Petitioners said that Davis needs to go because he has failed to oppose Mayor Richard Berry's proposed $100 million dollar bus rapid transit line down Central Avenue
Albuquerque city councilor Patrick Davis has been in office a mere 45 days and already somebody wants to get rid of him.
A Nob Hill business owner and seven others started the process to recall Davis, a freshman councilor who represents District 6, by filing a recall petition against Davis on Jan. 8 with the City Clerk’s office. The petitioners said that Davis needs to go because he has failed to oppose Mayor Richard Berry’s proposed $100 million dollar bus rapid transit line down Central Avenue.
“We have asked repeatedly for representation from City Councilor Pat Davis, District 6, to fight against the plan destined to destroy RT66,” the petition says. “This plan is known as the Albuquerque Rapid Transit (ART). We do not consent to City Councilor Pat Davis’ lack of representation on fighting ART, his lack of protecting RT66 and his support of the unanticipated, unbudgeted, and unsubstantiated tax increases. This amounts to taxation without representation.
“We petition to recall Councilor Pat Davis for not consulting with his constituents and for his lack of ability to represent, in violation of his oath of office: the individuals of District 6, the businesses of District 6, the neighborhoods of District 6.”
The lead signature on the petition was from Stephen Schroeder, owner of the Nob Hill Music store on Central Avenue in Nob Hill.

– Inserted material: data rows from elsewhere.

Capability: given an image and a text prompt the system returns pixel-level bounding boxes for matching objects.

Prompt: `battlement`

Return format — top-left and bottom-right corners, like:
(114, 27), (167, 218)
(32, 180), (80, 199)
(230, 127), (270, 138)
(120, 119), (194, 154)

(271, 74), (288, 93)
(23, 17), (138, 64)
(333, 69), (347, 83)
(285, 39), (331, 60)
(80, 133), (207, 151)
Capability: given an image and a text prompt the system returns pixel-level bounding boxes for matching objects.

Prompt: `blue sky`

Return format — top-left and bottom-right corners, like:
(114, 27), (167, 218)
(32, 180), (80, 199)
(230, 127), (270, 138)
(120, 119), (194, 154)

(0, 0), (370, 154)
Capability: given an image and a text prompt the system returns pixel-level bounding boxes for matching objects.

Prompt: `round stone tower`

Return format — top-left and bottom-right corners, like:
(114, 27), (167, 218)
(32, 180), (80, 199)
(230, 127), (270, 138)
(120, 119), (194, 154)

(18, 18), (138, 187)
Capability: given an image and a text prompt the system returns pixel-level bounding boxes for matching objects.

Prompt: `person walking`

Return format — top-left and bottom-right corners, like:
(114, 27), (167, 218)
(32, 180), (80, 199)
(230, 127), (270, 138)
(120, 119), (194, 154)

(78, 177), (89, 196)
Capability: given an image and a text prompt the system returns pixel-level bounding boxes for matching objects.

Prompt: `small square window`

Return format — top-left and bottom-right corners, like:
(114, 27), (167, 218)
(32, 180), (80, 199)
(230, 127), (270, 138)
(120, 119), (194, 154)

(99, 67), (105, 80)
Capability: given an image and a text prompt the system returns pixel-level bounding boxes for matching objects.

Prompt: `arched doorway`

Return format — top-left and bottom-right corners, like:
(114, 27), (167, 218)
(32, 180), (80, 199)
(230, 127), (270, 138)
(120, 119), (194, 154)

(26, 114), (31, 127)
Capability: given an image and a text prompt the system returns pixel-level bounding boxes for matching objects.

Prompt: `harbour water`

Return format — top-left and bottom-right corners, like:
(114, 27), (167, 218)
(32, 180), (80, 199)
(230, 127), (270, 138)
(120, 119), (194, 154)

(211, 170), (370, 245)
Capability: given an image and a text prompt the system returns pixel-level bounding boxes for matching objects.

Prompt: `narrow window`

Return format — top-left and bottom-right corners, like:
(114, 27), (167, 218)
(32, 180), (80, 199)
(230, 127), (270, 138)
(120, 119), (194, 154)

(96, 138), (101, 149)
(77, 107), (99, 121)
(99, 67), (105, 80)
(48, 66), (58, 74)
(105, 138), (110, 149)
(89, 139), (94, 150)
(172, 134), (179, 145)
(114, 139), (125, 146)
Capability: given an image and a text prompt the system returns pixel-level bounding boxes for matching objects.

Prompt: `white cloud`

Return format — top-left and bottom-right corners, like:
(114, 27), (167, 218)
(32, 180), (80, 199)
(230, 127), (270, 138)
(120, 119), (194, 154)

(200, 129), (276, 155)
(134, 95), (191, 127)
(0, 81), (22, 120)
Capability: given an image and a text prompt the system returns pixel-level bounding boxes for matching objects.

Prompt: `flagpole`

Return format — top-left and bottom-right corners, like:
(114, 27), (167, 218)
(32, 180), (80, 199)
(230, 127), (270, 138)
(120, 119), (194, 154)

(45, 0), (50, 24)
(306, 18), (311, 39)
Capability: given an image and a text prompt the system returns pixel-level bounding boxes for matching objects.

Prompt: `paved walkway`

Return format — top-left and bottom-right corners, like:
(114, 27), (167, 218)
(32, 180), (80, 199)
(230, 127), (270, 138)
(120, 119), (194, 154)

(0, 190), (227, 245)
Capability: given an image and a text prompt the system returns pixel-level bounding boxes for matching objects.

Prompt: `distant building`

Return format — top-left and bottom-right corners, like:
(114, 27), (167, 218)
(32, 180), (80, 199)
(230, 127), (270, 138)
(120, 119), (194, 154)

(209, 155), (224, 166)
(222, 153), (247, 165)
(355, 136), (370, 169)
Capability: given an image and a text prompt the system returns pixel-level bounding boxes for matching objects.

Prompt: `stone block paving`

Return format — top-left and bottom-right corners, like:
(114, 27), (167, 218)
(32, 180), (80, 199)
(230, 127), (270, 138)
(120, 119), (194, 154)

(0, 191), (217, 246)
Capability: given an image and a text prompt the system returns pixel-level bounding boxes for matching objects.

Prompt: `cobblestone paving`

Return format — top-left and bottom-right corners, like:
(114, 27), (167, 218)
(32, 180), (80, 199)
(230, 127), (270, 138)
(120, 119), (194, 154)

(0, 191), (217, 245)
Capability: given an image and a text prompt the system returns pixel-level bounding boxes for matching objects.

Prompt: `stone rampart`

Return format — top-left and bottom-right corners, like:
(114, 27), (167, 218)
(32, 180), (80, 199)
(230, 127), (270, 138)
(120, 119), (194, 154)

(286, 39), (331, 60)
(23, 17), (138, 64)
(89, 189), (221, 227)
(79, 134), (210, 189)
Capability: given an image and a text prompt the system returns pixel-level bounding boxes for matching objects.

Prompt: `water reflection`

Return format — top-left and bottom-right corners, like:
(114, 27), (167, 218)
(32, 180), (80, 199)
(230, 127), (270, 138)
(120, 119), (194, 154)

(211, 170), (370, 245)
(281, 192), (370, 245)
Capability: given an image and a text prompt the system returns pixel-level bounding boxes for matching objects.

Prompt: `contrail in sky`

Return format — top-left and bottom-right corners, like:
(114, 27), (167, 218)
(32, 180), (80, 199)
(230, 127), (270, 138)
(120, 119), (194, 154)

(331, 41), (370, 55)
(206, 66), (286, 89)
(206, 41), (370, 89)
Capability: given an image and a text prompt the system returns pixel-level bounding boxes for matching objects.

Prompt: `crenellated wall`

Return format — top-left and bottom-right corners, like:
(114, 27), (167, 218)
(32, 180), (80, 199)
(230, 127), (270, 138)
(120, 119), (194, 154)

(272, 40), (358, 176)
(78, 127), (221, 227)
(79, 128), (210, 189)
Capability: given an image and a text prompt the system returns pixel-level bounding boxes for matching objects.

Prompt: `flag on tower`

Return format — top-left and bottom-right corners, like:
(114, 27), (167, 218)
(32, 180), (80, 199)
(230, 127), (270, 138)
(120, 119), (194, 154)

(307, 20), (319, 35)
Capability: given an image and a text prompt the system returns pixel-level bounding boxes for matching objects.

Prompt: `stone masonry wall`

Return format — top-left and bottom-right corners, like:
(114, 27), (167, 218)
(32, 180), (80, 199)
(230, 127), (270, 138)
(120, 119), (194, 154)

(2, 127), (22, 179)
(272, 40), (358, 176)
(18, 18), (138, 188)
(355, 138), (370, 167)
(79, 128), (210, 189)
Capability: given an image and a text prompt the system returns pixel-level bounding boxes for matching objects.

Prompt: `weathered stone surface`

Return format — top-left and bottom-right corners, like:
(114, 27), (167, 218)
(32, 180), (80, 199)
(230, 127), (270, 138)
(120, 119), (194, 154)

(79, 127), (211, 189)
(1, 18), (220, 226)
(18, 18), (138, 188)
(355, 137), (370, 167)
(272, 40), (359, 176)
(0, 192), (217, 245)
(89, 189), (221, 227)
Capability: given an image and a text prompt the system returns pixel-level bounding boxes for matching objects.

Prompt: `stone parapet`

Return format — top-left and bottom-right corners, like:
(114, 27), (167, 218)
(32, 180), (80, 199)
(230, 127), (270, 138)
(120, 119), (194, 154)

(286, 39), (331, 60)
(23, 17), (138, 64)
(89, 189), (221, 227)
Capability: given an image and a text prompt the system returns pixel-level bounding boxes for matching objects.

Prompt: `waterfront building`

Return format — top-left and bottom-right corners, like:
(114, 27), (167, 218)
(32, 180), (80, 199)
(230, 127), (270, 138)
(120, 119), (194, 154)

Schroeder wasn’t immediately available for comment.
Davis told ABQ Free Press that he thought the effort to remove him was “a little premature” because the federal government has yet to approve the project, which would involve $80 million in federal and $20 million of city money.
“I see my role as being an honest broker between the people who have honest concerns and connecting them with the people [who are planning] the project,” Davis said. “If the federal government approves the proposal next month then I will have a chance to vote at the council to see if they have done an adequate job.”
Berry’s BRT proposal would basically shut down two lanes of auto traffic in each direction along a 10-mile strip of Central between Louisiana and Atricso Boulevards and dedicate those lanes to the rapid transit buses. Many business owners along the route have complained that limiting vehicular traffic on Central would kill their businesses. They’ve also said the proposal would make it nearly impossible for motorists to make left hand turns off Central onto side streets.
Berry has claimed that the project would help revitalize Central and bring new investment into the area.
Opponents of Berry’s plan say the city already has rapid transit along Central in the form of the Rapid Ride buses. Central also has regular bus service, opponents say.
Davis said the recall petition would have to go to a District Court judge who would have to rule if it indeed articulates legal grounds for removal. If a judge decides it does, then Schroeder and the others would have to get about 1,500 petition signatures from registered voters in the district to put the matter on the ballot.
Davis won a three-way election for the seat in October. He got 2,894 votes, or 67.4 percent of all votes cast.